2.2. Den beiden Eingaben der Beschwerdeführerin lässt sich nicht entnehmen, ob allenfalls mittlerweile ein weiterer kantonaler Rechtsmittelentscheid vorliegt, der einer Beschwerde an das Bundesgericht zugänglich wäre. Dies ist unerheblich; gemäss Art. 42 Abs. 3 zweiter Teilsatz BGG ist, wenn die Rechtsschrift sich gegen einen Entscheid richtet, dieser beizulegen; fehlt er, so wird eine angemessene Frist zur Behebung des Mangels angesetzt mit der Androhung, dass die Rechtsschrift sonst unbeachtet bleibt (Art. 42 Abs. 5 BGG). Der Beschwerdeführerin wurde am 11. Juli 2013 Frist bis spätestens 16. August 2013 angesetzt, um den fehlenden vorinstanzlichen Entscheid einzureichen; innert dieser Frist ist kein mit Beschwerde in öffentlich-rechtlichen Angelegenheiten anfechtbarer Entscheid beigebracht worden. Die Auflage war klar; die Beschwerdeführerin konnte nicht ernsthaft im Ungewissen darüber sein, dass sie auch einen allfälligen weiteren, nach dem Entscheid des Gesundheitsdepartements ergangenen Entscheid einer oberen kantonalen Instanz einzureichen hatte.

2.3. Die Beschwerde erweist sich als offensichtlich unzulässig (Art. 108 Abs. 1 lit. a BGG), sodass darauf ohne Schriftenwechsel oder weitere Instruktionsmassnahmen mit Entscheid des Einzelrichters im vereinfachten Verfahren nach Art. 108 BGG nicht einzutreten ist.

2.4. Die Umstände des Falles rechtfertigen es, auf die Erhebung von Gerichtskosten zu verzichten (Art. 66 Abs. 1 zweiter Satz BGG).

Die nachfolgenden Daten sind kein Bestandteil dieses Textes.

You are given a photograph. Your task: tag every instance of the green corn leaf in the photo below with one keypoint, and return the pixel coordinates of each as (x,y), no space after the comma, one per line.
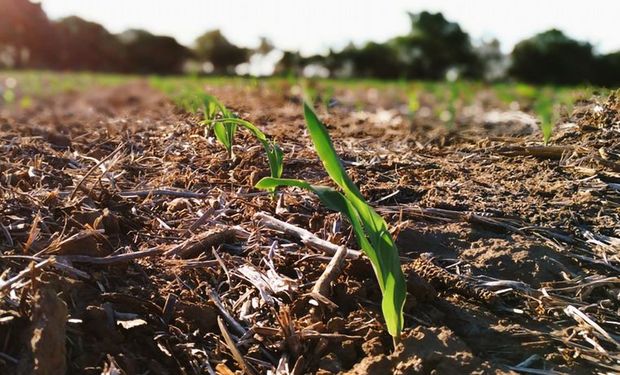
(378,245)
(334,200)
(224,131)
(274,153)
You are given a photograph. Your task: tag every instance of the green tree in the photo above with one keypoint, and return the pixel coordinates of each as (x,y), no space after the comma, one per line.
(435,46)
(553,57)
(213,47)
(26,35)
(153,54)
(84,45)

Demnach erkennt der Präsident:

1.

Auf die Beschwerde wird nicht eingetreten.

2.

Es werden keine Gerichtskosten erhoben.

3.

Dieses Urteil wird der Beschwerdeführerin sowie dem Veterinäramt und dem Gesundheitsdepartement des Kantons Basel-Stadt schriftlich mitgeteilt.

Lausanne, 19. August 2013
Im Namen der II. öffentlich-rechtlichen Abteilung
des Schweizerischen Bundesgerichts

Der Präsident: Zünd

Der Gerichtsschreiber: Feller

Palavras-chave

inadmissibilityfinal cantonal decisioncure of defectssimplified procedurecourt costs

Extraído pela Omnilex

Questão jurídica principal

Whether the complaint was admissible without a final cantonal court decision

Decisão extraída

No. The submitted decision came from a cantonal department, not a final cantonal court decision, so federal review was excluded.

Fundamentação extraída

Under Art. 86 BGG, public-law appeals are admissible only against decisions of higher cantonal courts acting as final cantonal instances. The submitted decision did not meet this requirement.

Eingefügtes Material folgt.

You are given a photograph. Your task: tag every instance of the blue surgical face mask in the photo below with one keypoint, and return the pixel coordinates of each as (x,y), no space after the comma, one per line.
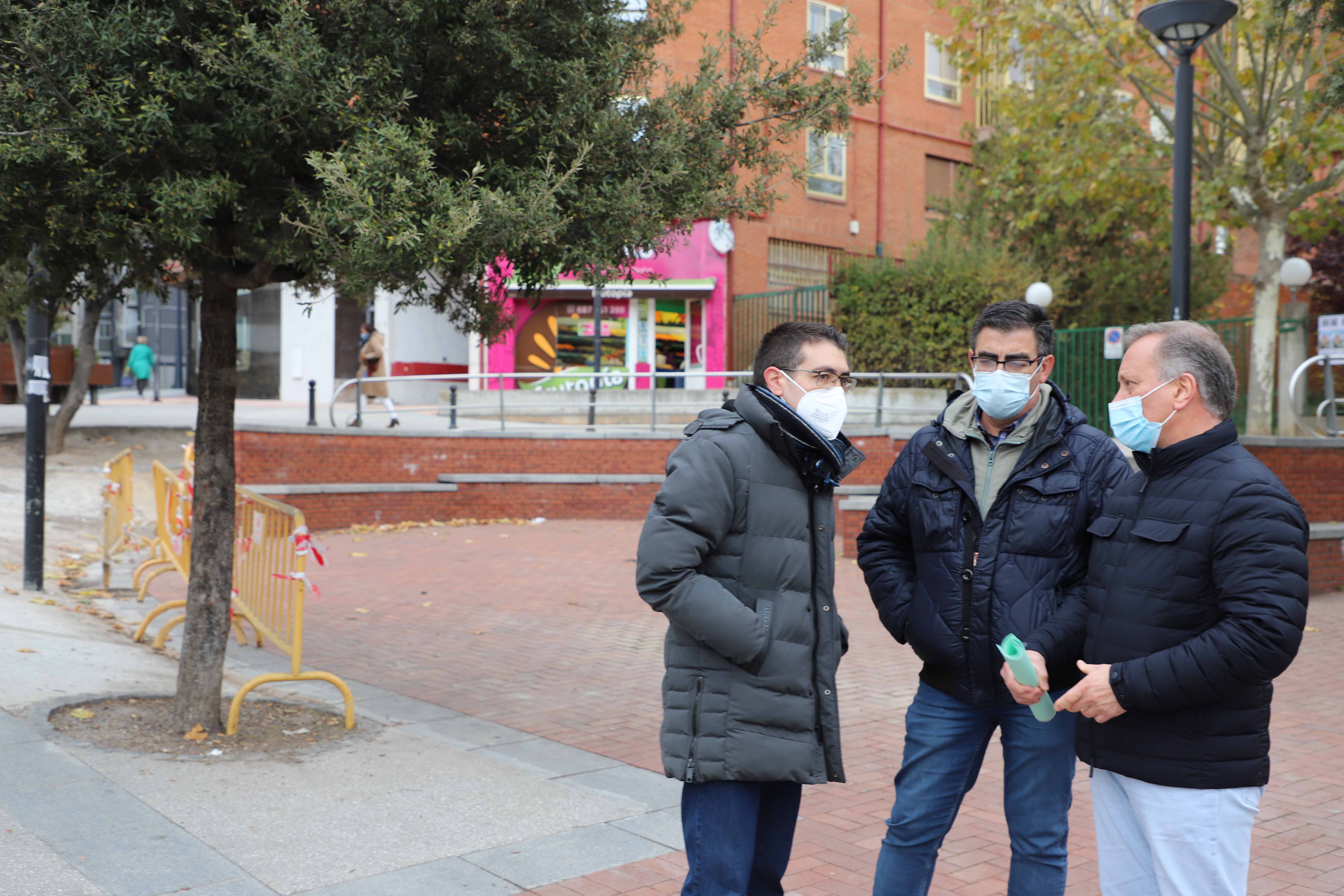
(1129,425)
(1003,395)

Questão jurídica principal

Whether the appellant cured the defect after being ordered to submit the missing decision

Decisão extraída

No. Within the set deadline, no appealable decision of a higher cantonal instance was filed.

Fundamentação extraída

The court had clearly ordered the appellant to submit the missing prior decision; the requirement also covered any later cantonal appellate decision. The defect remained uncured under Art. 42 BGG.

Questão jurídica principal

Whether court costs should be charged

Decisão extraída

No court costs were imposed because the circumstances justified waiving them.

Fundamentação extraída

The court exercised its discretion under Art. 66 BGG and waived costs.